Another thing I do is learn from others’ mistakes so I don’t have to repeat them. I keep up with consumer advocate sites, my favorite being Chris Elliott’s (www.elliott.org) hugely popular blog where he sheds light on common problems like checking into a pre-booked hotel only to find that it’s nothing like what was advertised or avoiding phone cards that only give you 40 percent of what customers thought they were buying to over-the-top snafus like a flyer wanting compensation for a USD4,000 fiberglass fish lost in checked luggage and a bridezilla who spent three days of her honeymoon sobbing over rusted bathroom fixtures and dirty glasses. (Disclosure: I’m also a volunteer editor for Chris’ columns on his own site as well as in publications like The Washington Post and USA Today.)
In early 2014, Chris is coming out with another book, How to Be The World’s Smartest Traveler, and he’s sharing with Oi readers some of his best advice.
On Cheap Airfares
Your airfare probably represents no more than a third of your trip expenses. You’ll save yourself lots of time and misery by taking a deep breath and following this advice: If you see an airfare you can afford, book it now, and don’t look back. You might be able to find a less expensive fare, but I can practically guarantee that you’ll waste hours trying to find it – hours that could be better spent doing something more productive.
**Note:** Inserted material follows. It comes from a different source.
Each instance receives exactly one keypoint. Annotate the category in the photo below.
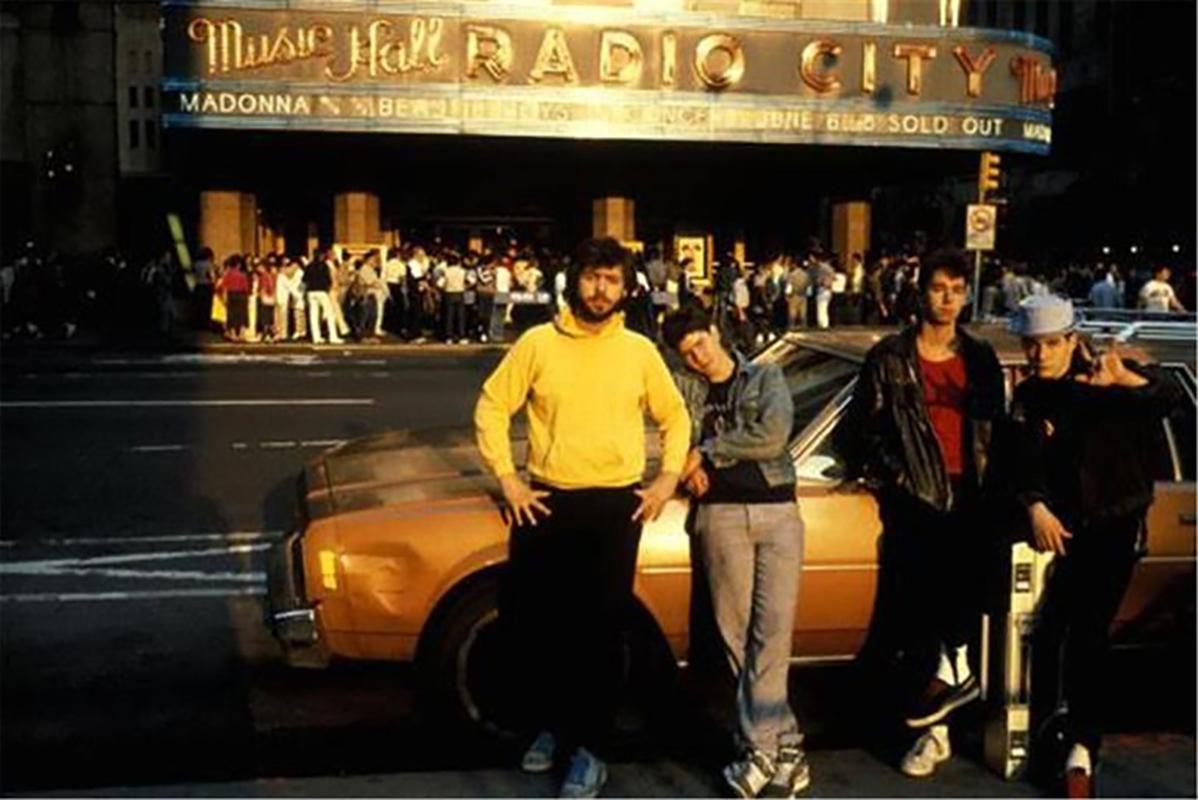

Airlines have spent a small fortune on yield management technology, but foiling it by subscribing to every fare alert newsletter, reading every airfare blog, and using every tool at your disposal in order to save USD10 on your next flight is a meaningless victory. Ask yourself: Is your time really worth only a few dollars an hour? Probably not.
Beware the Credit Card Scam
Beware of dynamic currency conversion (DCC), a practice that can allow an unscrupulous merchant to skim a little off the top of your purchase, at your expense. Here’s how it works: If you’re paying by credit card overseas, a merchant will sometimes ask if you want to make the purchase in dollars, “for your convenience.” If you agree, your money is converted from the native currency into greenbacks and sent to your credit card, but at an awful exchange rate. (Bizarrely, you may still have to pay your credit card a fee for a foreign transaction — so you basically convert the money twice.)
Keeping Your Money Safe While Traveling
Many travelers swear by a money belt, a fabric strap for holding your passport and cash. There are variations of this solution, including socks and neckwear with pouches for storing valuables, but they’re not the most elegant solution. Retrieving something from them means partially disrobing, which is a hassle, and thieves know to look for hidden pouches on tourists. However, a belt is better than nothing. Another option, one favored by security experts, is the dummy wallet or pocketbook – a decoy containing a small amount of cash and IDs. If you’re ever asked to hand over your valuables, give the robber the bogus wallet. It’s better than taking off your clothes, and handing over your money belt.
The “Menu Trap”
Many restaurants offer at least two menus: One for lunch, the other for dinner. Pay attention to the entrees on each one; they’re often identical. What’s different? The price, usually. Just like movie theater tickets, you’re paying more because of the time of day. (To be fair, some restaurants do offer larger portions for dinner.) To avoid this pm premium, plan your “out” meal for lunch, and have a more modest dinner you prepare in your room, or buy in a grocery store. I personally use all of these tips when traveling, saving myself from potentially expensive mistakes. Travel wise!